Are these industries solid?

“These technologies are ready for prime time. They weren’t ready 30 years ago. The timing wasn’t right in the ‘70s. They are no longer considered “alternative” technologies,” said Ron Pernick, co-founder of Clean Edge, a major market research and publishing firm focused on clean technologies since 2000. Clean Edge guides companies, investors and even governments with information about “trends, opportunities and challenges.”

“Globally, biofuels, wind and solar were a $116 billion industry last year,” Pernick said. The predictions for those three sectors? “They will be more than $300 billion in a decade.”

Now, big businesses are stepping into the clean-tech arena, Pernick said. Reports say that General Electric has sunk billions of dollars into wind power, and Applied Materials has put money into solar power.  Xerox, Kimberly-Clark and Walmart  are all putting substantial money into clean tech.

How quickly will these clean tech businesses grow?

Michael Kanellos 01

Michael Kanellos Greentech Media

“Don’t expect a quick payoff,” said Michael Kanellos, editor-in-chief of Greentech Media, a leading online-media company. He suggested lowering your sky-high expectations. “Software companies can take off like a rocket because consumers can download applications for free and good ones travel by word of mouth. Twitter went from a few users to millions.
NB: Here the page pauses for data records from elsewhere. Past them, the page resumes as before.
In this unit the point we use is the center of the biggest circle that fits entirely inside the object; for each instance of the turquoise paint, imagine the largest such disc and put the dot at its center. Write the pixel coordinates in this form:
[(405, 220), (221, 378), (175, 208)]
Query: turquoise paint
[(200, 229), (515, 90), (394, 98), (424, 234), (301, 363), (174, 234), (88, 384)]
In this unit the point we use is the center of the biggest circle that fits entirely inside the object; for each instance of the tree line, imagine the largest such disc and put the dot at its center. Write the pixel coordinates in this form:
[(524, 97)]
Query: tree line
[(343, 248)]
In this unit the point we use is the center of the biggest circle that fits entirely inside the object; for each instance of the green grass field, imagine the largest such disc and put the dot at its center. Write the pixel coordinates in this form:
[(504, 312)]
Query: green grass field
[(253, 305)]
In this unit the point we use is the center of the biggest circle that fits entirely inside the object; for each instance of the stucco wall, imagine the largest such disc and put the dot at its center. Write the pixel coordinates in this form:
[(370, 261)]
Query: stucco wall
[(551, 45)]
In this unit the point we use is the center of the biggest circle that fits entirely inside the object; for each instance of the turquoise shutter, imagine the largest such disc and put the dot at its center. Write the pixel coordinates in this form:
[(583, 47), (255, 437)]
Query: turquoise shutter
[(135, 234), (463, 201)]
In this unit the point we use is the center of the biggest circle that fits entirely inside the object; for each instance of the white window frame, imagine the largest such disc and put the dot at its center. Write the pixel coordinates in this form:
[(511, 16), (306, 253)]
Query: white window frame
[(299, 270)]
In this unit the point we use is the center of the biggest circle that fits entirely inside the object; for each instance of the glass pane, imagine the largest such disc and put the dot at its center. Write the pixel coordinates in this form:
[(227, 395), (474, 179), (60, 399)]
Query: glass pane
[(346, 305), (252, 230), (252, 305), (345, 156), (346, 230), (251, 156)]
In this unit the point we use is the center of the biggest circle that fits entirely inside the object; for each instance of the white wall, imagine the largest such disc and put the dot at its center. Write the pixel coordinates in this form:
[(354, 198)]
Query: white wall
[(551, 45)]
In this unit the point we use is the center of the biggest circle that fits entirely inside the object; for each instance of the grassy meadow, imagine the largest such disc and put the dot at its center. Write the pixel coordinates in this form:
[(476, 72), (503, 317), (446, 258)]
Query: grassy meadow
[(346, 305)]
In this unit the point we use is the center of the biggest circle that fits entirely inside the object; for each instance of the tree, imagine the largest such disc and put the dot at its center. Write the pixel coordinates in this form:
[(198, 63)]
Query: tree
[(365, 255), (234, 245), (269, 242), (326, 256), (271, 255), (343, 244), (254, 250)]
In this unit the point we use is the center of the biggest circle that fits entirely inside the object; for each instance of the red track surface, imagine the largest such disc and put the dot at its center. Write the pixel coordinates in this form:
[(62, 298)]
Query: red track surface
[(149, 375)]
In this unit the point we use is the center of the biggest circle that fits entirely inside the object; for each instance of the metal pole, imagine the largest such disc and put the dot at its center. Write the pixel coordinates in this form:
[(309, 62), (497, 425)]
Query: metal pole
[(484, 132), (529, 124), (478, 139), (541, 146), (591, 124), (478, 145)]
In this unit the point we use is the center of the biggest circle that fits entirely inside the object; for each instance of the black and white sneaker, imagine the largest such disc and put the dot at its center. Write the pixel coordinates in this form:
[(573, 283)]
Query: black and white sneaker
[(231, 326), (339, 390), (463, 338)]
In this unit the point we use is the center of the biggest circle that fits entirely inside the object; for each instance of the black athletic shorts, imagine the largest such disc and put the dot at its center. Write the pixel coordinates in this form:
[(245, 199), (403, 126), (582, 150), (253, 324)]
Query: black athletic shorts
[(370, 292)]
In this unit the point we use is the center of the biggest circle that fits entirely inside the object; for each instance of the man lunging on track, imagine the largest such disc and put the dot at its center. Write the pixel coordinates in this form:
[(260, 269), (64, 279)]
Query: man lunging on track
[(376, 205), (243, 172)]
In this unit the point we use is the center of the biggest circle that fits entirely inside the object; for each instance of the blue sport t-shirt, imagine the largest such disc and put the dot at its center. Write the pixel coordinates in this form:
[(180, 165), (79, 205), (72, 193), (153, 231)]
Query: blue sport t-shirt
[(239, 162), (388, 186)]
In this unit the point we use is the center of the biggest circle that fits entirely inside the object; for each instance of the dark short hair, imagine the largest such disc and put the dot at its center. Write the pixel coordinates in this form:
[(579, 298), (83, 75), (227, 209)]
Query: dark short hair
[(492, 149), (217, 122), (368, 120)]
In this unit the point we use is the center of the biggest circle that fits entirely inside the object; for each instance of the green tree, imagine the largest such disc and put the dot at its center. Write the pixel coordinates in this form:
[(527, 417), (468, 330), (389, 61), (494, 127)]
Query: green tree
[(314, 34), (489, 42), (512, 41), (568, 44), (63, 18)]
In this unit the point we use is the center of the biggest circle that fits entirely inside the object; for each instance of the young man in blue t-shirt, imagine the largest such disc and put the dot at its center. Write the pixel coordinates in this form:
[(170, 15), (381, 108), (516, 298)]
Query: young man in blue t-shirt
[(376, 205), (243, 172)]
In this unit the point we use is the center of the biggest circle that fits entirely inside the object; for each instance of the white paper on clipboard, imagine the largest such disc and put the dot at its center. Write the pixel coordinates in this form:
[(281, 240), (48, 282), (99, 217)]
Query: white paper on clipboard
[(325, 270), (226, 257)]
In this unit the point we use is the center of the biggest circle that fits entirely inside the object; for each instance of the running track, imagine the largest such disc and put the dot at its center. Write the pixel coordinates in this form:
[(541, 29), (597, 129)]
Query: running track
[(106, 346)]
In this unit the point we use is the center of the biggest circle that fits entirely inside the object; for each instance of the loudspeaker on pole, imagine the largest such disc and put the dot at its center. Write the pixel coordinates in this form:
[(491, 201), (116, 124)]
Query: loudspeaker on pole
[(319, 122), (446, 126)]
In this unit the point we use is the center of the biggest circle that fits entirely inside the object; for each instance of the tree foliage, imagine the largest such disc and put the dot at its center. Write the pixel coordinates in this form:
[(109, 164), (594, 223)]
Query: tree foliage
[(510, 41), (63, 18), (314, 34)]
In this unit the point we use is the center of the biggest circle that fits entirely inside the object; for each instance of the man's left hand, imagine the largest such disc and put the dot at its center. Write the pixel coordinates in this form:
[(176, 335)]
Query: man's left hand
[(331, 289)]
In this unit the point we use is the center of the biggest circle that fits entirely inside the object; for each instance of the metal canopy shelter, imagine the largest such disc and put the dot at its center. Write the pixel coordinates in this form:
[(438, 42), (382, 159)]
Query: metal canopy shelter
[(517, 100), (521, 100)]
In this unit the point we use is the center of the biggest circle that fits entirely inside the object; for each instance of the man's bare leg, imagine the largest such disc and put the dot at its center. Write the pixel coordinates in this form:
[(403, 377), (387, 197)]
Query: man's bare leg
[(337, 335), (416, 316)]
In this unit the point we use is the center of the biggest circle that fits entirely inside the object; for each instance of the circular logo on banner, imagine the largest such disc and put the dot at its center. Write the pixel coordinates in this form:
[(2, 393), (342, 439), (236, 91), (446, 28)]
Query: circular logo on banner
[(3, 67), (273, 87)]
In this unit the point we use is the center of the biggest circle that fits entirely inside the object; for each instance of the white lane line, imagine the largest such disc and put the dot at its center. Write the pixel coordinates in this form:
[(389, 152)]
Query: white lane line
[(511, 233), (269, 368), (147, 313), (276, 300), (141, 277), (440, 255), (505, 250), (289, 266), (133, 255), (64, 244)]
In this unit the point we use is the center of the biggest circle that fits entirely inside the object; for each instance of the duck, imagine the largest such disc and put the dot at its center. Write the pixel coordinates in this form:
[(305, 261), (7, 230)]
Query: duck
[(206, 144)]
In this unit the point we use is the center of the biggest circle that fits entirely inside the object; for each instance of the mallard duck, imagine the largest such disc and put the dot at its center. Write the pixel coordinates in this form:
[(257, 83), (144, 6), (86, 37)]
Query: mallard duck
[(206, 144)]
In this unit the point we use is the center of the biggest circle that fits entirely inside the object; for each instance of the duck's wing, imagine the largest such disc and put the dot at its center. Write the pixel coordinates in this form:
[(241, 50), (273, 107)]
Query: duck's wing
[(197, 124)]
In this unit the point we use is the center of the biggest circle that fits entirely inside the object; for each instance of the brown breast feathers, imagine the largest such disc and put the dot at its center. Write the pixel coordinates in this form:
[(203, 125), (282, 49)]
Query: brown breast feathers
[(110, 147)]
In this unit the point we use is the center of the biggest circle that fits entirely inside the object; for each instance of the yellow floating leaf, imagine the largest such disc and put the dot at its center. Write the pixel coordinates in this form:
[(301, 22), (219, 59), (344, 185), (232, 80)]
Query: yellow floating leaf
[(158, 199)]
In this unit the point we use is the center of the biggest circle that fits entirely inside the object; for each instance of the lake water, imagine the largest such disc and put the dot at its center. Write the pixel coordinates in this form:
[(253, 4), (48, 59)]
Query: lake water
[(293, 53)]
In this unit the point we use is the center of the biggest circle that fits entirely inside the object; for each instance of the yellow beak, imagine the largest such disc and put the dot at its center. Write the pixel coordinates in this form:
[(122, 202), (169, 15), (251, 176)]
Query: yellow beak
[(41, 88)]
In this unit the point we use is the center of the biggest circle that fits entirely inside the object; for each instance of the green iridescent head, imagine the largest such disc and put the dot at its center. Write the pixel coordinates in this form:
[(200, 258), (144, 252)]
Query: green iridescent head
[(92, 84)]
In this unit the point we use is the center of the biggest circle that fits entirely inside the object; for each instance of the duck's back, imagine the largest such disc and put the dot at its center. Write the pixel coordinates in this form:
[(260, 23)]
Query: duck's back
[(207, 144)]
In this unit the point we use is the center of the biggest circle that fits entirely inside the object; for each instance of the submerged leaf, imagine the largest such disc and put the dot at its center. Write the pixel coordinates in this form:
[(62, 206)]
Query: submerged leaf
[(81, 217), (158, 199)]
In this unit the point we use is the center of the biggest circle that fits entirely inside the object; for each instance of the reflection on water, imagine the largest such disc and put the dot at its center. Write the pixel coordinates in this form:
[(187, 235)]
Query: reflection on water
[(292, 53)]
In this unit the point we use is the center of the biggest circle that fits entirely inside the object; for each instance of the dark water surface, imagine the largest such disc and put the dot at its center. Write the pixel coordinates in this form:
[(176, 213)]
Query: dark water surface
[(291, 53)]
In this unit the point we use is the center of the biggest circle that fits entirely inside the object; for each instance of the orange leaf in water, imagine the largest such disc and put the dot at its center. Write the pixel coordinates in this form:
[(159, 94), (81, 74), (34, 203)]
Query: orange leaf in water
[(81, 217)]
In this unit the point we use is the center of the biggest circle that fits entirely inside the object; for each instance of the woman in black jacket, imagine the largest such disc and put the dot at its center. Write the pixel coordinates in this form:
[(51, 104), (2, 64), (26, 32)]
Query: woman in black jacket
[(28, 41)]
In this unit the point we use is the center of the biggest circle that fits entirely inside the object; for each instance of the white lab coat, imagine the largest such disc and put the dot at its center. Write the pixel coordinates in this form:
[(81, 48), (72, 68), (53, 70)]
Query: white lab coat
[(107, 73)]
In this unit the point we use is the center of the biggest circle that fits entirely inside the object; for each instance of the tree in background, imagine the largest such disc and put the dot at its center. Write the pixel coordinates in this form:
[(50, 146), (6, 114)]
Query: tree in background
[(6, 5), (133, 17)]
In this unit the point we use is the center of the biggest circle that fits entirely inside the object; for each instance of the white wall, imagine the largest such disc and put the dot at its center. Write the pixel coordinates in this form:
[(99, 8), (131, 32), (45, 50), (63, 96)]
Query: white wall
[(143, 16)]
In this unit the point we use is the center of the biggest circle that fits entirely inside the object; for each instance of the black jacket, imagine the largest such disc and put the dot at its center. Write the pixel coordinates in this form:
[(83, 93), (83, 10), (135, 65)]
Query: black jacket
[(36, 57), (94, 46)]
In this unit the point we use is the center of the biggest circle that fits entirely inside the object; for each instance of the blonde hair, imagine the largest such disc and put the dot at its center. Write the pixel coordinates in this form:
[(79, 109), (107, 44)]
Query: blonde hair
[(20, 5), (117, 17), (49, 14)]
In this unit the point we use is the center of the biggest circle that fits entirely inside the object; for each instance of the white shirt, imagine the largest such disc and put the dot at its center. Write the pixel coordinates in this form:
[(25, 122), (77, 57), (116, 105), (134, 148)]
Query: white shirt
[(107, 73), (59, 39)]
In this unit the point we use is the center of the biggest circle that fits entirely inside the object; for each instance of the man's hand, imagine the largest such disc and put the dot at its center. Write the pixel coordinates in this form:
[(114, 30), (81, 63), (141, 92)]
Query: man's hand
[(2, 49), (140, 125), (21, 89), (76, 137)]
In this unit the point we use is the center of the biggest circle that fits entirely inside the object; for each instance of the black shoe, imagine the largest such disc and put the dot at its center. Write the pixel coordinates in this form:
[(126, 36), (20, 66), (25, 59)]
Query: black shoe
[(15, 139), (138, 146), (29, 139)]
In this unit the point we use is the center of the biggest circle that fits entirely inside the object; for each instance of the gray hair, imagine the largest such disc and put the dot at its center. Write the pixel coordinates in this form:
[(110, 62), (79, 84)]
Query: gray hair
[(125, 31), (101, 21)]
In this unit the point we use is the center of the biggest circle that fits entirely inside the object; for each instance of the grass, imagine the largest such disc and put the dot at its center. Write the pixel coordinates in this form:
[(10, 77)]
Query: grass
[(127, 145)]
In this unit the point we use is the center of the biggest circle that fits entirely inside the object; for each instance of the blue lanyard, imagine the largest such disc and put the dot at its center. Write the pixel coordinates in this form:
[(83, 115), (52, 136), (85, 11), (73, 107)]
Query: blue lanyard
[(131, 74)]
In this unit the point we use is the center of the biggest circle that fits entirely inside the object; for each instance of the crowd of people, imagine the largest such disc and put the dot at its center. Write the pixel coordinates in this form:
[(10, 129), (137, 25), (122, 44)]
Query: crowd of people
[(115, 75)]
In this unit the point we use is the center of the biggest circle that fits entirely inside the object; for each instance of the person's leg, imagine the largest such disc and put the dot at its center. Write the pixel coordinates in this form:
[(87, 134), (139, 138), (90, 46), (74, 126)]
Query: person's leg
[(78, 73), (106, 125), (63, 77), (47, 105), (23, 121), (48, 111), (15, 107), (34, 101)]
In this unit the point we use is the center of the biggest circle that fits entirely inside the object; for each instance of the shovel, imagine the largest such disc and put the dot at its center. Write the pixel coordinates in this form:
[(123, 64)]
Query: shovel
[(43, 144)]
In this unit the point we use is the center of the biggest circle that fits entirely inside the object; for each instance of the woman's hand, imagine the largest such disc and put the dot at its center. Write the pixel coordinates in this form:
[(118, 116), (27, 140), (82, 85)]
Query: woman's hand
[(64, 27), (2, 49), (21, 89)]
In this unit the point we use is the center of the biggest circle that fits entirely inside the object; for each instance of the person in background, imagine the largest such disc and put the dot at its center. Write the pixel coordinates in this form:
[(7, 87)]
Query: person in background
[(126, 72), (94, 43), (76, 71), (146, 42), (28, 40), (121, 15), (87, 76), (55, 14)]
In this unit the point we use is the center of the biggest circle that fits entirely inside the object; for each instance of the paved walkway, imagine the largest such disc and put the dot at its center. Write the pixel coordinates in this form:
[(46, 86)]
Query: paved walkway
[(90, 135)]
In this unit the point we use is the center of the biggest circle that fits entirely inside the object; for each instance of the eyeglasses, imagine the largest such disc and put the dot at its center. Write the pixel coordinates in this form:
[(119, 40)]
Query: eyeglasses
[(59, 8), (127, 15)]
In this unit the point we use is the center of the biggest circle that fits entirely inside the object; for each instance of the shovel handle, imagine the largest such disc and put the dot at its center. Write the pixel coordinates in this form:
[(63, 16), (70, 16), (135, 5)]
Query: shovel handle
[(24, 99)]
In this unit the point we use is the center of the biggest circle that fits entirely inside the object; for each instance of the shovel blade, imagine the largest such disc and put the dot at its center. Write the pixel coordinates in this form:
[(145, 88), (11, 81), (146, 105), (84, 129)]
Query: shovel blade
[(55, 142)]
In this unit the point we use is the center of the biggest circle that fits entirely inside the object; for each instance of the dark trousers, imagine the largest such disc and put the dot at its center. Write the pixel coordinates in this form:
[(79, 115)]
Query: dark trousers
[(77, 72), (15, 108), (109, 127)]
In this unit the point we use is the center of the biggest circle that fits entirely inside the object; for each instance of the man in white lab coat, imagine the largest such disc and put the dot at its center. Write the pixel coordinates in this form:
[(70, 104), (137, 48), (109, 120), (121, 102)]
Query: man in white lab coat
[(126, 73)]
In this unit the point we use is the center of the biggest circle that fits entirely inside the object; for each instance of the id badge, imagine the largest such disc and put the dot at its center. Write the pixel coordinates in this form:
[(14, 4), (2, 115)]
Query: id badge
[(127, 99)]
“But most green-tech applications – like energy-efficient appliances or solar panels – have to be manufactured. That costs money, which slows adoption,” he said.

In other words, “If Google had to go on your roof, install a bunch of glass plates and charge you $20,000 before you even started searching, you’d switch to Yahoo,” Kanellos said.

What about green mutual funds?

There may be safety in numbers, and clean/green mutual funds could provide extra comfort for mom-and-pop investors. Morningstar provides its members with research and analysis of the market, including tracking of 23 actively managed (and 15 exchange-traded) funds that are considered “green.”

“Somebody who wants to invest in green mutual funds should be aware of the various types of funds out there that are marketed as ‘green,’ said David Kathman, a Chicago-based analyst of mutual funds for Morningstar. A fund that consists of many start-ups is a riskier bet than one with a broader mix.

“Another group is ‘best of breed’ green funds, he said. “These look much more like regular core mutual funds in that they typically own well-known stocks, but within each sector they look for stocks with the best green profiles and environmental records,” Kathman said.

If you’re thinking about a mutual fund, study the prospectus for their “green” criteria or sustainability goals and the areas of green industry where they focus.

Like any other investment, looking for solid cash flows, stimulus money and diversified portfolios are important. A solid track record is as important with “clean” mutual funds as it is with any other fund.

Don’t just think American. Think globally

“Clean tech is not just an American phenomenon. There are very important deals and commercialization in . . . China and the Middle East,” said Clean Tech’s Kachan.

The clean-tech field also is making strong headway in South Korea, Japan, the European Union and India. “Governments around the world . . . are looking to create jobs, be energy-independent, meet stringent requirements for carbon and other emissions, said Clean Edge’s Pernick. “Governments are taking this seriously.”

In the third quarter of this year, Europe received much more clean-tech financing than America.

China is the world’s third largest economy, and they are aggressively looking for cleaner, more efficient energy. One report points out that China has doubled its ability to use wind-generated power over the past four years.